Aunque el potencial de este sistema de cara al espionaje y a la seguridad son evidentes, los investigadores le ven usos más prosaicos pero no por ello menos relevantes, como usarlo para personalizar el espacio en un hogar inteligente de acuerdo a las preferencias de la persona que ingrese en él: poner música, cambiar las luces, regular la temperatura, etc.

Leyendo lo que escribes y escuchando lo que dices

Pero la capacidad de sistemas de este tipo llega más lejos de la «simple» identificación, algo que ya es un logro fantástico. Por medio de la obstrucción y el reflejo de las ondas wifi se puede incluso «leer» lo que escribimos en el teclado de un computador o «escuchar» lo que decimos al hablar.

La exactitud de movimientos que se puede llegar a captar resulta inquietante, como ocurre en el caso de Wi-Key (PDF), un sistema capaz de identificar las teclas que se pulsan en un teclado por medio de los movimientos característicos de los dedos. El sistema requiere también de un «entrenamiento» previo, pero una vez que cuenta con él, puede llegar a reconocer una oración mientras se escribe con un 93% de exactitud.

Y si se pueden identificar los movimientos de los dedos, también los de otras partes del cuerpo, como la boca, que es lo que utiliza el sistema bautizado como WiHear para oír lo que se dice en una habitación cerrada analizando las distorsiones y reflexiones que se causan en el wifi al mover la boca para hablar. Su exactitud resulta abrumadora: WiHear era capaz de identificar las palabras dichas por una persona con un 91% de exactitud y con un 74% de exactitud si quienes hablaban eran tres personas al mismo tiempo.

Una tecnología con muchas posibilidades… buenas y malas

Los sistemas desarrollados por todos los investigadores mencionados son, por sí mismos, unos logros tan fascinantes como increíbles.
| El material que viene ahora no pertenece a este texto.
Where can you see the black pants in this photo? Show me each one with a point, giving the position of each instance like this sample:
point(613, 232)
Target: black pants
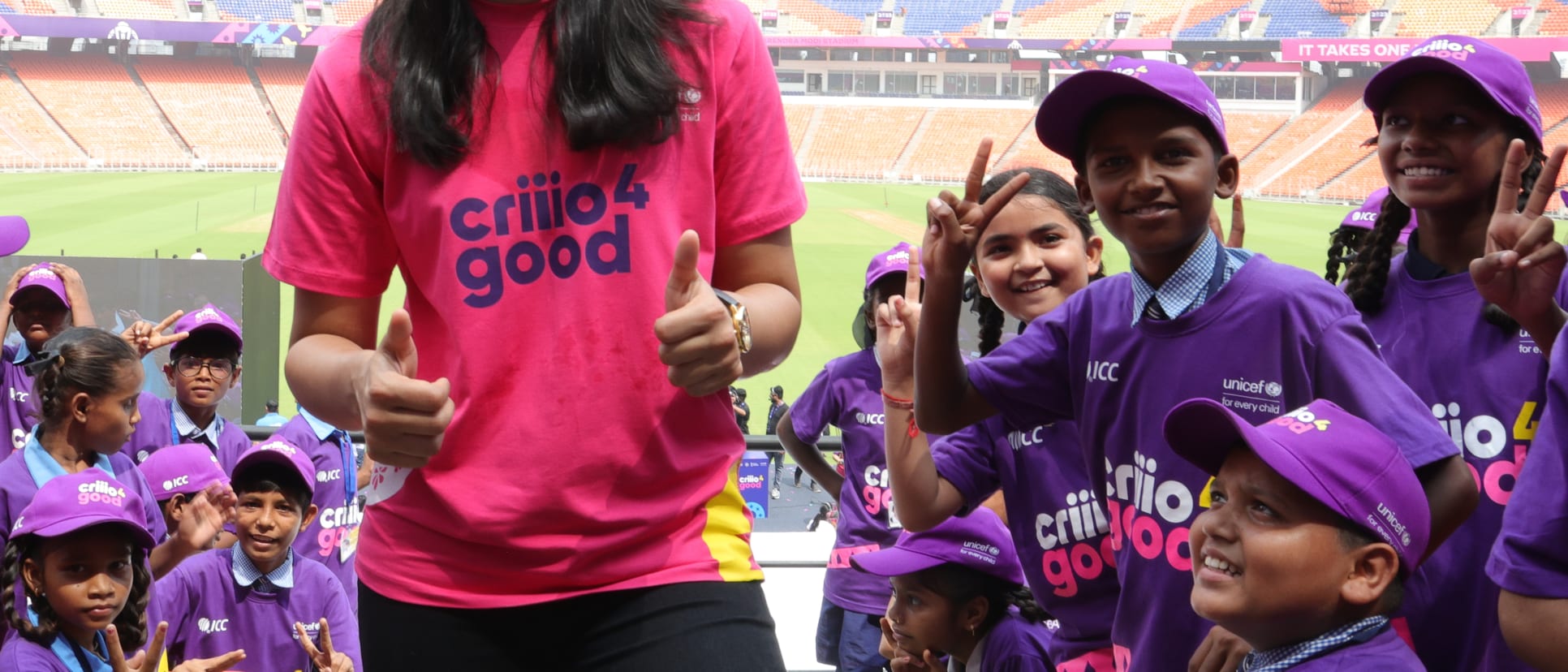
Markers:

Sus utilidades pueden ser muchas, más allá de la invasión de nuestra privacidad, lo cual es lo primero que nos viene a la cabeza. Y es que, como ocurre en muchos casos, la tecnología puede ser usada tanto para el bien como para el mal.
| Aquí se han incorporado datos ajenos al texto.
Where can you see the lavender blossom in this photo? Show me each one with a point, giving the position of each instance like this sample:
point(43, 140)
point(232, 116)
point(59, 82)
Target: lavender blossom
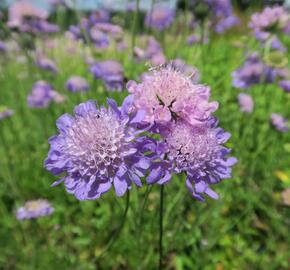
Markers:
point(77, 84)
point(166, 93)
point(34, 209)
point(285, 85)
point(199, 152)
point(279, 122)
point(111, 72)
point(159, 18)
point(99, 148)
point(5, 112)
point(47, 64)
point(42, 95)
point(246, 103)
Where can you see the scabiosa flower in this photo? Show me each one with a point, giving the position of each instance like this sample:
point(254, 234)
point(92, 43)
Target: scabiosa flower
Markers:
point(199, 152)
point(285, 85)
point(42, 95)
point(99, 148)
point(166, 94)
point(279, 122)
point(77, 84)
point(246, 103)
point(5, 112)
point(3, 47)
point(159, 18)
point(46, 64)
point(34, 209)
point(111, 72)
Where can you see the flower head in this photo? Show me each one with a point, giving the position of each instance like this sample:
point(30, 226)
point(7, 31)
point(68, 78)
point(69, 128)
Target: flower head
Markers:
point(77, 84)
point(111, 72)
point(197, 151)
point(34, 209)
point(99, 148)
point(279, 122)
point(246, 103)
point(166, 94)
point(5, 112)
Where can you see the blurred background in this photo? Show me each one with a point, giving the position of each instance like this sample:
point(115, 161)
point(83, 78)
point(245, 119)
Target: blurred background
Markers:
point(55, 54)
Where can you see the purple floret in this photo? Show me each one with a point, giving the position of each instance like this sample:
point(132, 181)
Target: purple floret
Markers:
point(111, 72)
point(279, 122)
point(199, 152)
point(34, 209)
point(99, 148)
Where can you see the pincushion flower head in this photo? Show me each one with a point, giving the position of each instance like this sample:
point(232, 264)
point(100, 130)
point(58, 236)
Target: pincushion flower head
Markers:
point(198, 151)
point(99, 148)
point(165, 94)
point(34, 209)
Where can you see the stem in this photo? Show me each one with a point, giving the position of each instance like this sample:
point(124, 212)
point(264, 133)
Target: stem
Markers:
point(161, 227)
point(117, 233)
point(134, 26)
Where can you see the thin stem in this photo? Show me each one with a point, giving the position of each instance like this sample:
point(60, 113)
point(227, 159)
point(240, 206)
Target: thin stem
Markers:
point(161, 226)
point(117, 233)
point(134, 26)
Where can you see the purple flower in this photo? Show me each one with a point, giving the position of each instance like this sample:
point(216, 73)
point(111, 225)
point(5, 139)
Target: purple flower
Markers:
point(285, 85)
point(3, 47)
point(279, 122)
point(99, 148)
point(199, 152)
point(77, 84)
point(253, 71)
point(159, 18)
point(111, 72)
point(269, 20)
point(34, 209)
point(166, 93)
point(42, 95)
point(246, 103)
point(5, 112)
point(46, 64)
Por ejemplo, el uso de routers para monitorización puede ser una solución útil y económica a la hora de supervisar tanto a niños como ancianos, llevar un registro de actividades diarias o un complemento para que los hogares inteligentes ofrezcan una experiencia más fluida. Ahora bien, si alguien con intenciones maliciosas accede a nuestro router, estos sistemas le dan la capacidad de convertirlo en una sofisticada herramienta de vigilancia.

No es que de hoy para mañana nuestro router se vaya a convertir en una máquina que nos espíe constantemente. Pero en función de nuestras necesidades de seguridad, es bueno ser conscientes de que puede ser un instrumento de monitorización bastante potente para que así, en caso de necesitarlo, podamos tomar las medidas de seguridad pertinentes.